Dans les années 80 apparaît la compétition. Sujet controversé, dont Guillaume Goutte évoque les débats qu’elle a suscités. Je pense qu’elle peut être saine, parce qu’elle peut permettre de canaliser des instincts que, à divers degrés, nous portons toutes et tous, je crois. La compétition peut permettre de mettre en scène ce qui, autrement, peut s’exprimer de façon spontanée, mais non symbolisé. La compétition sportive, le jeu où il s’agit de gagner, est aussi une façon efficace de progresser, par la motivation qu’elle entraîne, parfois le collectif. La compétition peut aussi permettre, bien menée, de cultiver la fertilité de l’échec, de l’erreur. Parce qu’on apprend davantage de ses échecs et de ses défaites. Elle est aussi, simplement une très efficace école d’apprentissage de la frustration – de la défaite. Mais j’entends tout à fait que bien des gens pensent que nous devrions au contraire développer une culture bannissant la compétition sportive, et qui soulignent à raison la plus grande importance, dans l’histoire humaine, de la coopération que de la compétition. J’entends les arguments qui disent que la compétition entretient et cultive nos sales instincts de domination, la nette parenté avec les fondements du capitalisme. Sur cet équilibre, je crois malgré tout que nous sommes des animaux parcourus d’instincts et que nous devons en cultiver la domestication plutôt que d’essayer de les abolir. Les sociétés humaines en abolissent quelques-uns par le tabou – ou la condamnation –, l’inceste, l’anthropophagie, le meurtre, et devraient en abolir d’autres, la culture du viol, la possibilité de vivre du travail d’autrui… Mais doit-on abolir tout esprit de compétition ? Voilà un sujet sulfureux pour une prochaine publication : « Compétition & anarchisme ».

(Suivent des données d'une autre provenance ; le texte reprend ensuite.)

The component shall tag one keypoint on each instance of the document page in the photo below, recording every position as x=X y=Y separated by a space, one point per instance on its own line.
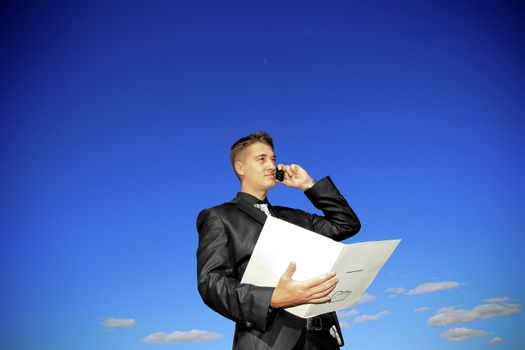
x=356 y=265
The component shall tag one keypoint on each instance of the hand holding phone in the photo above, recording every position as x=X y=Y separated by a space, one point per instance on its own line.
x=279 y=175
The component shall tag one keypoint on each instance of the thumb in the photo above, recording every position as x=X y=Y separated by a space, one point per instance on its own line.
x=290 y=270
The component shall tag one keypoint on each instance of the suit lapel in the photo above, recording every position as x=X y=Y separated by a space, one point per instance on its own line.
x=253 y=212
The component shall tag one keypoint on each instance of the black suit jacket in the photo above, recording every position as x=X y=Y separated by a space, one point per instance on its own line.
x=227 y=237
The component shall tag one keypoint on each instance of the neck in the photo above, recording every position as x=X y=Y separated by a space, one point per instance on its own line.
x=259 y=194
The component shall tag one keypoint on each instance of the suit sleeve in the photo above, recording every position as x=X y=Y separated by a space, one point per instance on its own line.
x=339 y=221
x=218 y=287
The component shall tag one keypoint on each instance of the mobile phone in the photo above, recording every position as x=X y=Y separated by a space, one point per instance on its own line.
x=279 y=175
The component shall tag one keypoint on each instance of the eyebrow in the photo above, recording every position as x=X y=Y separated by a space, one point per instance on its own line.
x=264 y=155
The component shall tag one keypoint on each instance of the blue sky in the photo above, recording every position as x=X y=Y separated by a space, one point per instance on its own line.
x=117 y=118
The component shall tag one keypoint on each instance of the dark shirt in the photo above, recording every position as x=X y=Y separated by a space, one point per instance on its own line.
x=254 y=200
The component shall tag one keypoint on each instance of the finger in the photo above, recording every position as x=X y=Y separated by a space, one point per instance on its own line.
x=319 y=300
x=323 y=293
x=290 y=270
x=289 y=171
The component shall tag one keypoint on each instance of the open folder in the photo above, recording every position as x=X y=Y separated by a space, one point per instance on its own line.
x=356 y=265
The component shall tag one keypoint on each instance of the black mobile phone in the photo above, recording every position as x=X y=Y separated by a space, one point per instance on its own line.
x=279 y=175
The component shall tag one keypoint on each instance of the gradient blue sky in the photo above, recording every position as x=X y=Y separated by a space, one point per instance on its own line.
x=116 y=122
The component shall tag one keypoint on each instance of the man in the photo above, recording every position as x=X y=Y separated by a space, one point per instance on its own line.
x=227 y=237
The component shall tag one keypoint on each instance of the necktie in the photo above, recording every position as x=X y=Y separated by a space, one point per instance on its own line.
x=263 y=207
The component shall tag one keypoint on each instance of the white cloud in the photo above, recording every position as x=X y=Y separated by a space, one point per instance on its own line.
x=344 y=324
x=450 y=315
x=112 y=322
x=421 y=309
x=459 y=334
x=347 y=313
x=432 y=287
x=498 y=300
x=395 y=291
x=192 y=336
x=366 y=318
x=366 y=298
x=496 y=340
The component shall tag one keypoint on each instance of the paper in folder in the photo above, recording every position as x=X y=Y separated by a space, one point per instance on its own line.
x=356 y=265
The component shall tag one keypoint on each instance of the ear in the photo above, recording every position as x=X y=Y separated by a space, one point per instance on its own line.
x=239 y=168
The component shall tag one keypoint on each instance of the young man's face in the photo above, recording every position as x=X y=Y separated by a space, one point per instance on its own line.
x=257 y=167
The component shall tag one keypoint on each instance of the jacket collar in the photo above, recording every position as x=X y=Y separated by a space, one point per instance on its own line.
x=249 y=209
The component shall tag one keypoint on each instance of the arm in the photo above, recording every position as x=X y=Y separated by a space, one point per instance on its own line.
x=218 y=287
x=339 y=221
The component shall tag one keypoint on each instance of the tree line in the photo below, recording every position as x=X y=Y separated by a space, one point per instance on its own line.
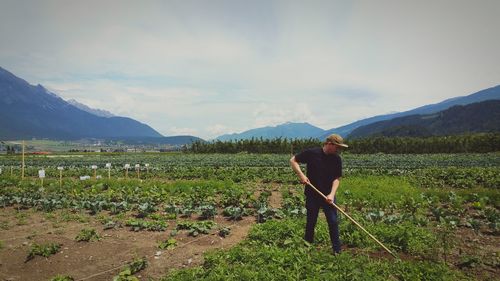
x=473 y=143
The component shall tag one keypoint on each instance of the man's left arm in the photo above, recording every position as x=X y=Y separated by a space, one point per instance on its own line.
x=335 y=186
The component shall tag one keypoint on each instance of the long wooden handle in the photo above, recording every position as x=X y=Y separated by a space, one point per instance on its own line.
x=355 y=222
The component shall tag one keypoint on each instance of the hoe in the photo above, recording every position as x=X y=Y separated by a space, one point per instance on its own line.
x=355 y=222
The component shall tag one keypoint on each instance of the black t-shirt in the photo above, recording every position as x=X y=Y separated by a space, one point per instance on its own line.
x=322 y=169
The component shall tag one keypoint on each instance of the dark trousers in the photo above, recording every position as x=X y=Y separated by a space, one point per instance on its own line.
x=313 y=205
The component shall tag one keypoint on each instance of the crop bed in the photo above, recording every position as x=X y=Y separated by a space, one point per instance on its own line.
x=241 y=217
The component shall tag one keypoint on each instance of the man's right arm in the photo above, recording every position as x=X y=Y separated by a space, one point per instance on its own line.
x=296 y=168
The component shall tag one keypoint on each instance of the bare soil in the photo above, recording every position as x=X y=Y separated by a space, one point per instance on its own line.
x=100 y=260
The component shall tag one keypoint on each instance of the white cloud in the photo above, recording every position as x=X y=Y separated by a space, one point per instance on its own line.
x=180 y=65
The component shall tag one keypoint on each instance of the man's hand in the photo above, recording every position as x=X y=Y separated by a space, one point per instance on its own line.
x=304 y=180
x=329 y=198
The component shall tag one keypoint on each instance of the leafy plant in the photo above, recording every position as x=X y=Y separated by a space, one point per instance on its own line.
x=44 y=250
x=225 y=231
x=62 y=278
x=138 y=225
x=127 y=273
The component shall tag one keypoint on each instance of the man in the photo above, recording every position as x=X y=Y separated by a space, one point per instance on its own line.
x=324 y=169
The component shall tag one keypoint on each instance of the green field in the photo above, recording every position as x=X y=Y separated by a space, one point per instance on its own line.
x=439 y=213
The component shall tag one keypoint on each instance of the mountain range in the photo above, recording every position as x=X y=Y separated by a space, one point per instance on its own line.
x=307 y=130
x=29 y=111
x=34 y=112
x=478 y=117
x=287 y=130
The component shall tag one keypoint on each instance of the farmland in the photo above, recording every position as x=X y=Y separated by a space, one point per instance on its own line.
x=241 y=217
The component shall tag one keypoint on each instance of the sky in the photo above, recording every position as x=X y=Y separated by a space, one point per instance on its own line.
x=208 y=68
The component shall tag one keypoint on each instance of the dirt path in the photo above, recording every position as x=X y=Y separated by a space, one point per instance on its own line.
x=101 y=260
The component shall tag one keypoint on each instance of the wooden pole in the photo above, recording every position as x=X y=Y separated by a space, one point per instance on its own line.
x=351 y=219
x=22 y=169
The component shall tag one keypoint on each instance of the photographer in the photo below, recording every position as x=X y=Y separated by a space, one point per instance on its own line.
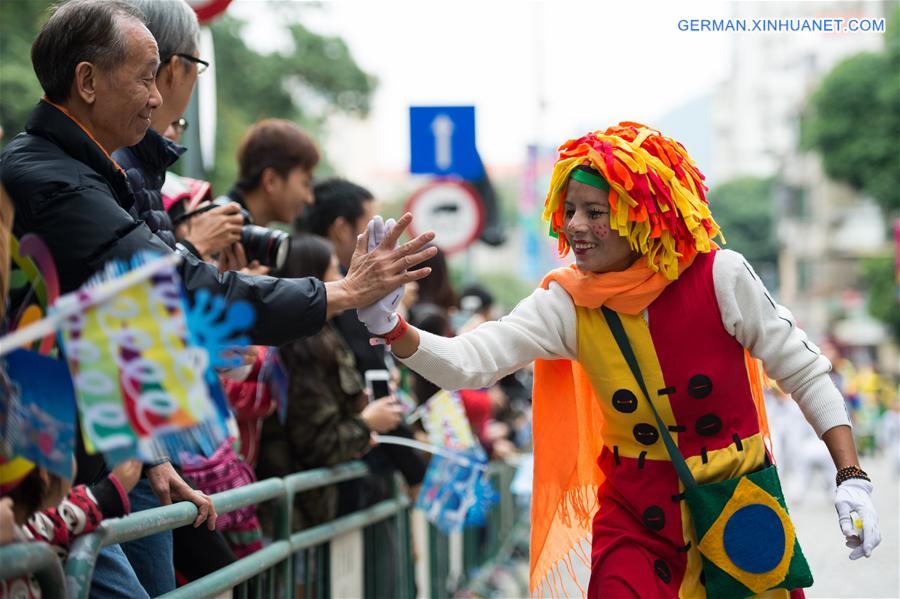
x=276 y=160
x=99 y=67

Alpinisme et anarchisme Mais revenons à l’alpinisme. Avec la compétition, c’est aussi le capital qui s’infiltre dans l’escalade et la haute montagne, un exemple visible étant les multiples salles d’escalade, repères à bobos – mais aussi de vrais grimpeurs – qui fleurissent en ville. En montagne, le capital, lorsqu’il s’immisce dans les pratiques de l’alpinisme, érode la culture de la sécurité inhérente à la discipline, par exemple en introduisant l’évaluation, la notation des guides de haute montagne.
« L’alpinisme devrait être une manière de subvertir l’idée de frontière et celle qu’elle sous-tend, la patrie » (p. 51). Et il l’a été. Guillaume Goutte l’illustre en rappelant les épopées des anarcho-syndicalistes résistants, qui, à travers les Pyrénées, luttaient contre le franquisme et en sauvaient les victimes qui le fuyaient – sur le sujet, l’auteur a écrit « Réseaux de passage du mouvement libertaire espagnol (1939 – 1975), Éditions libertaires, 2014.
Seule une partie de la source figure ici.